Decompose peak-day tasks and pre-load early components into lighter days
Decompose tasks due on peak-load days into components that can start independently, then pre-load early components into low-load days to smooth temporal distribution.
Why This Is a Rule
Peak-load days — days with deadlines, presentations, or multiple deliverables converging — fail not because of insufficient capacity on that day but because all the work was left for that day. A presentation due Thursday doesn't have to be built on Thursday. The research can happen Monday, the outline Tuesday, the slides Wednesday, and only the rehearsal and polish on Thursday.
Decomposition enables temporal smoothing: break the monolithic task into components with independent start times, then pre-load early components into low-load days earlier in the week. The peak-day load decreases because only the final components remain, and the quality improves because each component received full attention rather than being rushed in a single day.

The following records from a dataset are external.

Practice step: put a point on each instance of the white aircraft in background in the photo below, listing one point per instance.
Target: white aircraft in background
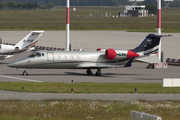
(26, 44)
(100, 59)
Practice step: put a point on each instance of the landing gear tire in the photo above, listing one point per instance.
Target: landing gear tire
(25, 73)
(98, 73)
(89, 72)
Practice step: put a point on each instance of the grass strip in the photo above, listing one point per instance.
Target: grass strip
(85, 87)
(85, 110)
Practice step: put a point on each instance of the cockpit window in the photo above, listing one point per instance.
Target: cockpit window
(35, 55)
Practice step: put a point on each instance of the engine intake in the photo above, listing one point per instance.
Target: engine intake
(110, 54)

This is the same principle as production leveling (heijunka) in lean manufacturing: smooth the temporal distribution of work to avoid the waste of peak-and-valley cycles.
When This Fires
- During weekly planning when you see a day with disproportionate load
- When a deadline is approaching and you haven't started
- After a peak-day failure where too much work converged on one day
- Any planning context where workload distribution is uneven across days
Common Failure Mode
Treating the task as indivisible: "I need to write the report on Thursday because it's due Thursday." But the report has components — research, outline, draft, review, polish — and only the final polish needs to happen on Thursday. The earlier components can be distributed across lighter days earlier in the week, converting a crushing Thursday into a manageable sequence.
The Protocol
When a peak-load day appears in your weekly plan: (1) List every task due on that day. (2) Decompose each into components that can start independently. (3) Identify which components must happen on the due date (usually just final assembly and polish) and which can happen earlier. (4) Pre-load early components into low-load days: research on Monday, outline on Tuesday, draft on Wednesday. (5) The peak day now contains only final-stage work — less stressful, higher quality, and protected by buffer from the early work already completed.